The photosynthetic inhibitory effect of atrazine (2-chloro-4-ethylamino-6-isopropyl amino-1,3,5-triazine) and three of its major metabolites (deethylated, deisopropylated, and hydroxyatrazine) were determined for four species of submerged macrophytes: Potamogeton perfoliatus L., Ruppia maritima L., Myriophyllum spicatum L., and Zannichellia palustris L. The four species showed a similar response to varied dosages of the parent atrazine compound with an average I1 (concentration at which photosynthesis is inhibited by 1%) for the four species of 20 µg/L and an average I50 (concentration at which photosynthesis is inhibited by 50%) for the four species of 95 µg/L. The three major degradation metabolites of atrazine produced varying degrees of photosynthetic inhibition in the four species, but generally the order of toxicity was deethylated > deisopropylated > hydroxyatrazine with hydroxyatrazine causing an apparent stimulation of photosynthesis in several species.
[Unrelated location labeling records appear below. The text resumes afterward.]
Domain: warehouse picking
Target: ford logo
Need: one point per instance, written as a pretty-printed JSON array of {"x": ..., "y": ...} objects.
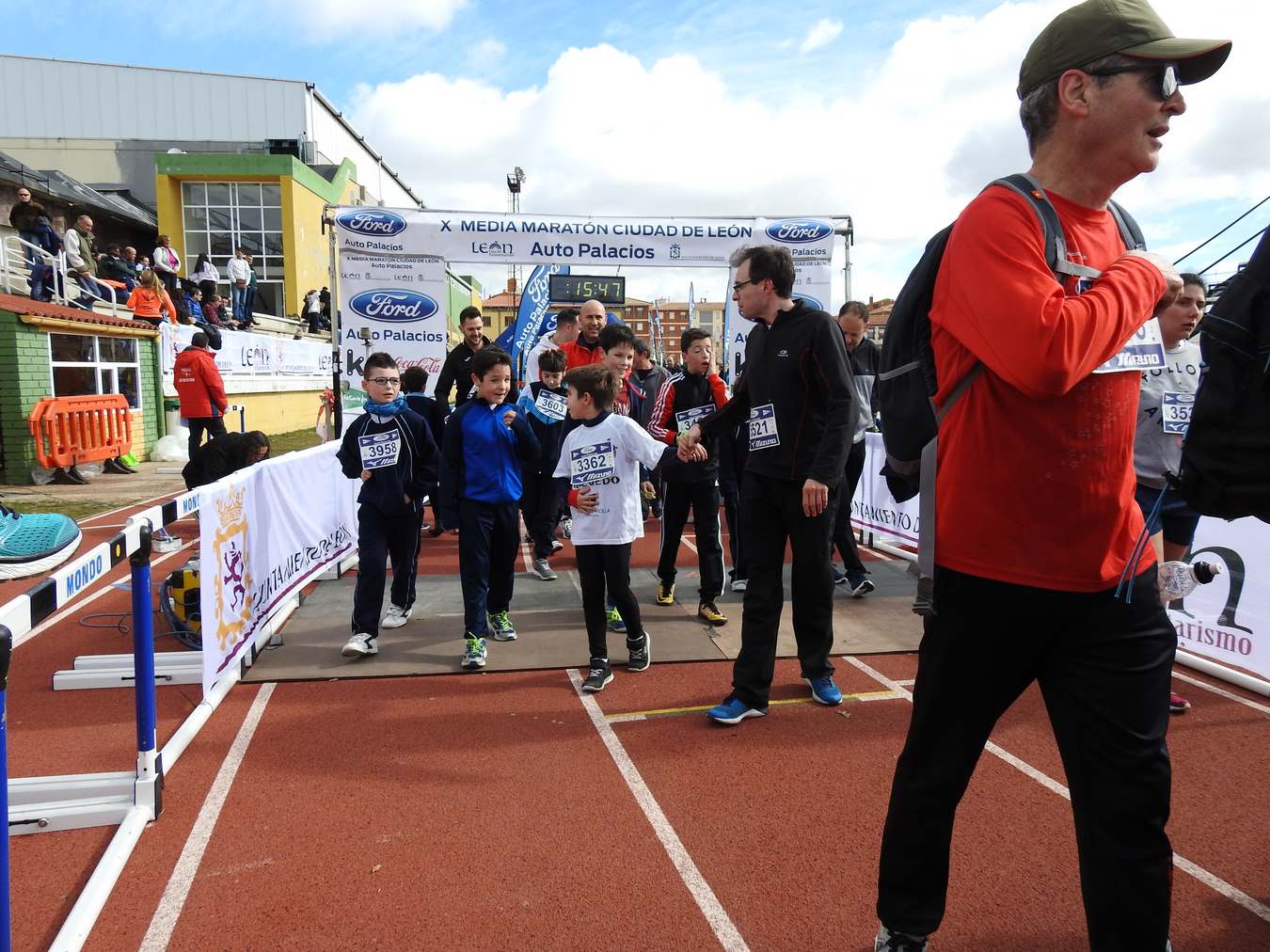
[
  {"x": 799, "y": 231},
  {"x": 367, "y": 221},
  {"x": 399, "y": 306}
]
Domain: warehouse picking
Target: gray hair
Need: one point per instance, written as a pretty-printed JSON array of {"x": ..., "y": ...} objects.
[{"x": 1039, "y": 108}]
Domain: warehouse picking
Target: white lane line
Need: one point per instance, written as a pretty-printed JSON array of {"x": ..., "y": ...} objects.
[
  {"x": 1225, "y": 693},
  {"x": 729, "y": 937},
  {"x": 174, "y": 896},
  {"x": 1214, "y": 882},
  {"x": 80, "y": 603}
]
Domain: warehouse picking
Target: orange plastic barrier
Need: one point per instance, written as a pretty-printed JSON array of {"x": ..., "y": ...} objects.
[{"x": 71, "y": 431}]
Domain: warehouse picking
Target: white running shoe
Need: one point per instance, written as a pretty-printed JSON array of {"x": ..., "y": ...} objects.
[
  {"x": 395, "y": 617},
  {"x": 361, "y": 645}
]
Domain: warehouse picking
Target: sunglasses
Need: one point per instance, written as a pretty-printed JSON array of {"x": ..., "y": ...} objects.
[{"x": 1164, "y": 82}]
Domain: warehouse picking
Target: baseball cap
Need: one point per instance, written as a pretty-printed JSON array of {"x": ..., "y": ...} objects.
[{"x": 1099, "y": 28}]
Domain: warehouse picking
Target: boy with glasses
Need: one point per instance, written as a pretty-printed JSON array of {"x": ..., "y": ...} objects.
[{"x": 390, "y": 450}]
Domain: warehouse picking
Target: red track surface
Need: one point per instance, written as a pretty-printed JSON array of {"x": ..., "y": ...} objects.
[{"x": 479, "y": 811}]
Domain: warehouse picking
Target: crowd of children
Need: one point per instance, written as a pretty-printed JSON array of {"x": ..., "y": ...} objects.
[{"x": 583, "y": 448}]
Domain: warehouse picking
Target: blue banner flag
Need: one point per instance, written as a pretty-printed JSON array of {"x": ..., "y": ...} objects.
[{"x": 533, "y": 309}]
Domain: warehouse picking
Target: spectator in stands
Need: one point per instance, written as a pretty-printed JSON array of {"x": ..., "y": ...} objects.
[
  {"x": 249, "y": 305},
  {"x": 82, "y": 265},
  {"x": 150, "y": 301},
  {"x": 207, "y": 276},
  {"x": 240, "y": 276},
  {"x": 167, "y": 264},
  {"x": 200, "y": 389},
  {"x": 224, "y": 454},
  {"x": 113, "y": 267}
]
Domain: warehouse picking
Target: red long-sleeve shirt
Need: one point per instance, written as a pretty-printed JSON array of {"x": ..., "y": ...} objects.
[{"x": 1035, "y": 479}]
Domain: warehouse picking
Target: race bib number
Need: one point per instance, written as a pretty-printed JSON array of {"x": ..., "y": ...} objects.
[
  {"x": 1175, "y": 411},
  {"x": 551, "y": 405},
  {"x": 686, "y": 419},
  {"x": 1145, "y": 351},
  {"x": 380, "y": 450},
  {"x": 762, "y": 428},
  {"x": 592, "y": 464}
]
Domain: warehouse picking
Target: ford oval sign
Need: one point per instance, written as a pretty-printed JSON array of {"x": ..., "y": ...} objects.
[
  {"x": 371, "y": 221},
  {"x": 799, "y": 231},
  {"x": 392, "y": 305}
]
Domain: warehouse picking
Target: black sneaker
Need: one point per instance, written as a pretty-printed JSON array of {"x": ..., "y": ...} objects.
[
  {"x": 641, "y": 655},
  {"x": 598, "y": 675}
]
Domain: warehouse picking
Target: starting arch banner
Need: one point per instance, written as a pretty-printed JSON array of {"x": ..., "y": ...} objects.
[{"x": 391, "y": 262}]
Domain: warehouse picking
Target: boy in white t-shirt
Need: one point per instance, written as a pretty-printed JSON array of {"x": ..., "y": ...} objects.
[{"x": 601, "y": 458}]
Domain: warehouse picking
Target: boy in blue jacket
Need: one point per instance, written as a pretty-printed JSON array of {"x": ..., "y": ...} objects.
[
  {"x": 414, "y": 380},
  {"x": 482, "y": 452},
  {"x": 544, "y": 405},
  {"x": 390, "y": 450}
]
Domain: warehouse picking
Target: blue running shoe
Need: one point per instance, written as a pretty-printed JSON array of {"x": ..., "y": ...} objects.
[
  {"x": 824, "y": 690},
  {"x": 615, "y": 620},
  {"x": 32, "y": 545},
  {"x": 733, "y": 711}
]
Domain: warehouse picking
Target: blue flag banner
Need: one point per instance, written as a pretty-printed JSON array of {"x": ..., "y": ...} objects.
[{"x": 532, "y": 311}]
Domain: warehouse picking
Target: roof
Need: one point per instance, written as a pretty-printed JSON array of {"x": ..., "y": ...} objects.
[
  {"x": 24, "y": 305},
  {"x": 73, "y": 192}
]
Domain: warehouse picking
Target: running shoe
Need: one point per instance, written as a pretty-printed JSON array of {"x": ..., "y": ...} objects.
[
  {"x": 474, "y": 653},
  {"x": 361, "y": 645},
  {"x": 641, "y": 655},
  {"x": 824, "y": 690},
  {"x": 598, "y": 675},
  {"x": 500, "y": 625},
  {"x": 733, "y": 711},
  {"x": 888, "y": 941},
  {"x": 859, "y": 585},
  {"x": 32, "y": 545},
  {"x": 395, "y": 617},
  {"x": 710, "y": 614}
]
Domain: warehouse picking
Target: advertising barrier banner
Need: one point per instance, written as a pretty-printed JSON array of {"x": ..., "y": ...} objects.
[
  {"x": 263, "y": 533},
  {"x": 244, "y": 355}
]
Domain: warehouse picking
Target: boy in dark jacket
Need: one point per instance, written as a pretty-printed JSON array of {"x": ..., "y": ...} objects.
[
  {"x": 413, "y": 382},
  {"x": 544, "y": 404},
  {"x": 391, "y": 451},
  {"x": 685, "y": 399},
  {"x": 482, "y": 452}
]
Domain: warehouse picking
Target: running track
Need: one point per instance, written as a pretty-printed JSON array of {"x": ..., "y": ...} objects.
[{"x": 492, "y": 810}]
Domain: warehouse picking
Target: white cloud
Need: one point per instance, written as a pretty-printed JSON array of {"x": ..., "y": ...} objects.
[
  {"x": 823, "y": 33},
  {"x": 902, "y": 149},
  {"x": 333, "y": 19}
]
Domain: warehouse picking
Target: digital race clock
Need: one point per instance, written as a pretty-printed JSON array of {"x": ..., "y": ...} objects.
[{"x": 577, "y": 288}]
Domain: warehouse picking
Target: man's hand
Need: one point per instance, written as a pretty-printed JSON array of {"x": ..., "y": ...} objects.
[
  {"x": 816, "y": 498},
  {"x": 1172, "y": 279},
  {"x": 690, "y": 442}
]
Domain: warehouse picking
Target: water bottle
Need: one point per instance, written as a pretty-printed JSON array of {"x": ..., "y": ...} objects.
[{"x": 1179, "y": 579}]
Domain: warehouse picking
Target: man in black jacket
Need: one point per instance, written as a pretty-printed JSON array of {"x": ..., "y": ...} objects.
[
  {"x": 457, "y": 366},
  {"x": 797, "y": 395}
]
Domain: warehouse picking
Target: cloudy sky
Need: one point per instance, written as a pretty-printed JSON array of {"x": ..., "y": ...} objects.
[{"x": 895, "y": 113}]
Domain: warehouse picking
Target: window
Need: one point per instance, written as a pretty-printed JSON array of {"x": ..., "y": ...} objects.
[
  {"x": 220, "y": 216},
  {"x": 82, "y": 366}
]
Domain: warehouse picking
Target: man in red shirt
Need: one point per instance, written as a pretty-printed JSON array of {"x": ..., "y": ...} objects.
[
  {"x": 1035, "y": 513},
  {"x": 200, "y": 389},
  {"x": 586, "y": 349}
]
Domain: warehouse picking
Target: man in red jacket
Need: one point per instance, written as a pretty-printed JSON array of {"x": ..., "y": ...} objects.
[{"x": 200, "y": 391}]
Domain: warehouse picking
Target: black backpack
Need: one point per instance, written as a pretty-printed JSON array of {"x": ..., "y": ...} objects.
[
  {"x": 1226, "y": 454},
  {"x": 907, "y": 376}
]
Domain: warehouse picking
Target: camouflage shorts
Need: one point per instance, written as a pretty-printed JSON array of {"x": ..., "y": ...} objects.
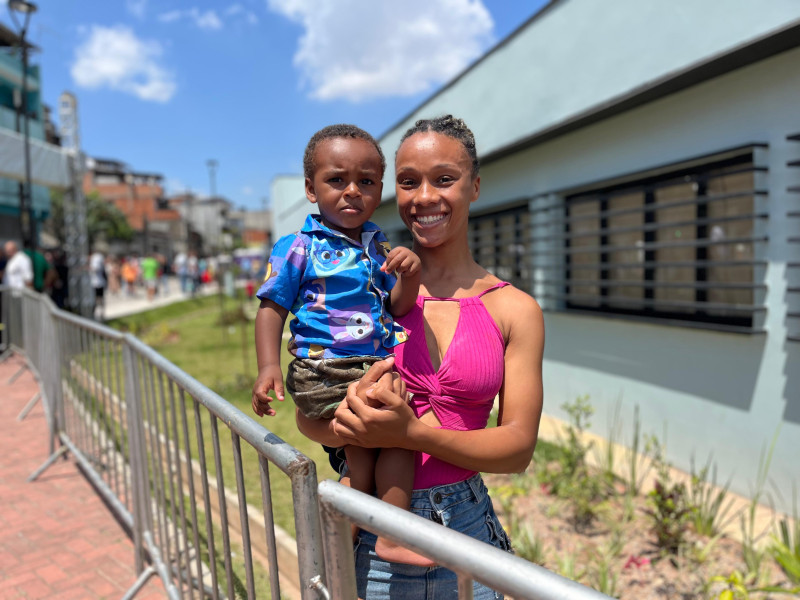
[{"x": 319, "y": 385}]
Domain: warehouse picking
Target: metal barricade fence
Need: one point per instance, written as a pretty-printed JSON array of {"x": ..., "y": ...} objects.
[{"x": 145, "y": 434}]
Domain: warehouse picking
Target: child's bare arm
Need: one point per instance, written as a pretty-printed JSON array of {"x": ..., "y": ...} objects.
[
  {"x": 404, "y": 294},
  {"x": 269, "y": 329}
]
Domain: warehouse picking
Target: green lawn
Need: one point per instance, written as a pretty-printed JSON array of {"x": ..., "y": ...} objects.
[{"x": 222, "y": 357}]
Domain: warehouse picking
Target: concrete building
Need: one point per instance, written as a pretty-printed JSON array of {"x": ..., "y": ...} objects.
[
  {"x": 640, "y": 178},
  {"x": 11, "y": 119},
  {"x": 140, "y": 197}
]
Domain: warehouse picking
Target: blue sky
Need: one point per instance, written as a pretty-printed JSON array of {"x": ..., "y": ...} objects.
[{"x": 165, "y": 85}]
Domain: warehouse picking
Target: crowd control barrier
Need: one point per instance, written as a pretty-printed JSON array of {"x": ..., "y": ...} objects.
[{"x": 166, "y": 454}]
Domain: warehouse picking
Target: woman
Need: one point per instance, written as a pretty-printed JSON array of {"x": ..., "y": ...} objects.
[{"x": 471, "y": 337}]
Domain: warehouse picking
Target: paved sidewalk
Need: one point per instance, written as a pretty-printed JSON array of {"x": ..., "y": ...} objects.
[
  {"x": 123, "y": 305},
  {"x": 58, "y": 540}
]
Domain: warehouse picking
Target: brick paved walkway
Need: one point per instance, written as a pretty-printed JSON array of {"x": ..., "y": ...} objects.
[{"x": 58, "y": 540}]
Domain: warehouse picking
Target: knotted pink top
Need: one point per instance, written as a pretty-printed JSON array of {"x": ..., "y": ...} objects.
[{"x": 461, "y": 393}]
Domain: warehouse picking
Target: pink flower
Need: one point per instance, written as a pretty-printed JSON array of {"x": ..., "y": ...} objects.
[{"x": 636, "y": 561}]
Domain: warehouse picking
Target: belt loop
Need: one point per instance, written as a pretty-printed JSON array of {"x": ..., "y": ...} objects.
[{"x": 474, "y": 483}]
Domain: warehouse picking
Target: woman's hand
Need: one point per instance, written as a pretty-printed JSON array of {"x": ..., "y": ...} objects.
[{"x": 386, "y": 427}]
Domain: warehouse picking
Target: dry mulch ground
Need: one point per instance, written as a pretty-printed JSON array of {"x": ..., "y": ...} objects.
[{"x": 615, "y": 555}]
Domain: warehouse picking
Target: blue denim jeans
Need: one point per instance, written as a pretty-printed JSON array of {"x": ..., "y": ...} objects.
[{"x": 464, "y": 507}]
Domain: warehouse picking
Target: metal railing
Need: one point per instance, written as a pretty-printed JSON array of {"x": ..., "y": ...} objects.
[
  {"x": 139, "y": 428},
  {"x": 144, "y": 433}
]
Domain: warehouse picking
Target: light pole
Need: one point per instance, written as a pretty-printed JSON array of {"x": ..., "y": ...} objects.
[{"x": 25, "y": 201}]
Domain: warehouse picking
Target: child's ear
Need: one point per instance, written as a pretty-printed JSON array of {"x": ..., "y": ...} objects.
[{"x": 311, "y": 194}]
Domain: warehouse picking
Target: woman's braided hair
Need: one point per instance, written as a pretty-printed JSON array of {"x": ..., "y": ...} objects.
[
  {"x": 451, "y": 127},
  {"x": 334, "y": 131}
]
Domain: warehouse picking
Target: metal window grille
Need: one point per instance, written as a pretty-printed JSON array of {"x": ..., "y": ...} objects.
[{"x": 684, "y": 245}]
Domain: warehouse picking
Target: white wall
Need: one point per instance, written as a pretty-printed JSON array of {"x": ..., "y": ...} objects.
[
  {"x": 582, "y": 53},
  {"x": 289, "y": 204},
  {"x": 719, "y": 393}
]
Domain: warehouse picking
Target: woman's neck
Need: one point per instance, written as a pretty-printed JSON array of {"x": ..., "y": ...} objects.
[{"x": 448, "y": 268}]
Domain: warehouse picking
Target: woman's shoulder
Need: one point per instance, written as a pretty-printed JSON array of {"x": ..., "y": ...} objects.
[{"x": 513, "y": 309}]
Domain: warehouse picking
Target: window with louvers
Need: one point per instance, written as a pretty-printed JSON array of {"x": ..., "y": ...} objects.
[{"x": 682, "y": 245}]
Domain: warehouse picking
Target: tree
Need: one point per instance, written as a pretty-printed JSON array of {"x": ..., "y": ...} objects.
[{"x": 103, "y": 219}]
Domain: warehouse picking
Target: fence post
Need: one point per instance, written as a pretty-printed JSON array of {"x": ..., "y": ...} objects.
[
  {"x": 311, "y": 561},
  {"x": 137, "y": 455}
]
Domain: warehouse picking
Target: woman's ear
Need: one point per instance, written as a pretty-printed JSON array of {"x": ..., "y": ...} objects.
[
  {"x": 477, "y": 188},
  {"x": 311, "y": 194}
]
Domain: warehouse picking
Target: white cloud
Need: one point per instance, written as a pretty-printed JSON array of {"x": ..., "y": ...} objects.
[
  {"x": 115, "y": 58},
  {"x": 362, "y": 49},
  {"x": 202, "y": 19},
  {"x": 137, "y": 8}
]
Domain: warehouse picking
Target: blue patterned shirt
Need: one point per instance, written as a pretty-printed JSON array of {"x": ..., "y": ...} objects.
[{"x": 336, "y": 290}]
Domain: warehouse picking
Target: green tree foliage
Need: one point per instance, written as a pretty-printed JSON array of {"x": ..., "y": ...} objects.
[{"x": 103, "y": 219}]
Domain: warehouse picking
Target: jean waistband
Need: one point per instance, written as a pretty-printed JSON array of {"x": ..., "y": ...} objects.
[{"x": 442, "y": 496}]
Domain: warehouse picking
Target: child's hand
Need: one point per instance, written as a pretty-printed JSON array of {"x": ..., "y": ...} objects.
[
  {"x": 402, "y": 260},
  {"x": 269, "y": 378}
]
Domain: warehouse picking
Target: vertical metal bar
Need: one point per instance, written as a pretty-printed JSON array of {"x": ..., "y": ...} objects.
[
  {"x": 122, "y": 398},
  {"x": 269, "y": 526},
  {"x": 464, "y": 587},
  {"x": 155, "y": 452},
  {"x": 116, "y": 424},
  {"x": 212, "y": 555},
  {"x": 223, "y": 505},
  {"x": 182, "y": 556},
  {"x": 243, "y": 519},
  {"x": 338, "y": 543},
  {"x": 136, "y": 454},
  {"x": 192, "y": 495},
  {"x": 170, "y": 465},
  {"x": 307, "y": 524}
]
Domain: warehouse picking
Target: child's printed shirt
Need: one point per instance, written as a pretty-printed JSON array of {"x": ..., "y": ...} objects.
[{"x": 336, "y": 290}]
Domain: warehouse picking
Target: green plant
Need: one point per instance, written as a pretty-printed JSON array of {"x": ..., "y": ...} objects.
[
  {"x": 785, "y": 547},
  {"x": 668, "y": 509},
  {"x": 526, "y": 544},
  {"x": 739, "y": 586},
  {"x": 752, "y": 554},
  {"x": 638, "y": 465},
  {"x": 708, "y": 502}
]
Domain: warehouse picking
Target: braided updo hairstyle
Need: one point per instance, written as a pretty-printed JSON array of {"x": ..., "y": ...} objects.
[
  {"x": 334, "y": 131},
  {"x": 451, "y": 127}
]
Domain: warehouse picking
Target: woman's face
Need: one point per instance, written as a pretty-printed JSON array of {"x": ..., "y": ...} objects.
[{"x": 434, "y": 187}]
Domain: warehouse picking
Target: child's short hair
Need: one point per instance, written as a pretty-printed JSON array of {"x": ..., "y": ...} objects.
[
  {"x": 334, "y": 131},
  {"x": 451, "y": 127}
]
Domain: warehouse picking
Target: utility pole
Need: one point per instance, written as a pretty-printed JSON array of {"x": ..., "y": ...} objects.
[{"x": 26, "y": 220}]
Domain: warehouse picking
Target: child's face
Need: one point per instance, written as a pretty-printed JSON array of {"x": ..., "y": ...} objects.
[{"x": 347, "y": 183}]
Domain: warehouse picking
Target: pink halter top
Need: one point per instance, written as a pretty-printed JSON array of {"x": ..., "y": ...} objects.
[{"x": 462, "y": 391}]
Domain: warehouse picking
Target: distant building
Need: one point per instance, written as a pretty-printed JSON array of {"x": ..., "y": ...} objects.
[
  {"x": 640, "y": 177},
  {"x": 140, "y": 197},
  {"x": 254, "y": 228},
  {"x": 11, "y": 118},
  {"x": 212, "y": 231}
]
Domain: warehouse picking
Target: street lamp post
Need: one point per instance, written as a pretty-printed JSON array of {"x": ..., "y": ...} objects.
[{"x": 25, "y": 201}]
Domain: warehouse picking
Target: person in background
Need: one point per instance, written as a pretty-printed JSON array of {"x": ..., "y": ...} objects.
[
  {"x": 128, "y": 272},
  {"x": 150, "y": 275},
  {"x": 113, "y": 272},
  {"x": 41, "y": 269},
  {"x": 99, "y": 282},
  {"x": 59, "y": 290},
  {"x": 19, "y": 268},
  {"x": 179, "y": 267}
]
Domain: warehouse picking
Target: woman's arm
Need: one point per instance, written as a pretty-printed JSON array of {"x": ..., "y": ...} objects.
[
  {"x": 507, "y": 448},
  {"x": 379, "y": 375}
]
Of four species tested, Myriophyllum spicatum L. was the most resistant to atrazine and its metabolites. The magnitude of the actual uptake of the compounds [µg compound/grams dry wt (gdw) plant] by the plants correlated closely with the photosynthetic inhibitory response, i.e., at the same concentration the uptake of atrazine > deethylated > deisopropylated > hydroxyatrazine. Considering that an extremely high environmental concentration (0.5 mg/L) of deethylated atrazine for an estuary only produced a photosynthetic inhibition of from 20 to 40% in four major species of submerged macrophytes, it is concluded that the degradation products of atrazine tested did not play a major role in the disappearance of the submerged vascular plants from the Chesapeake Bay.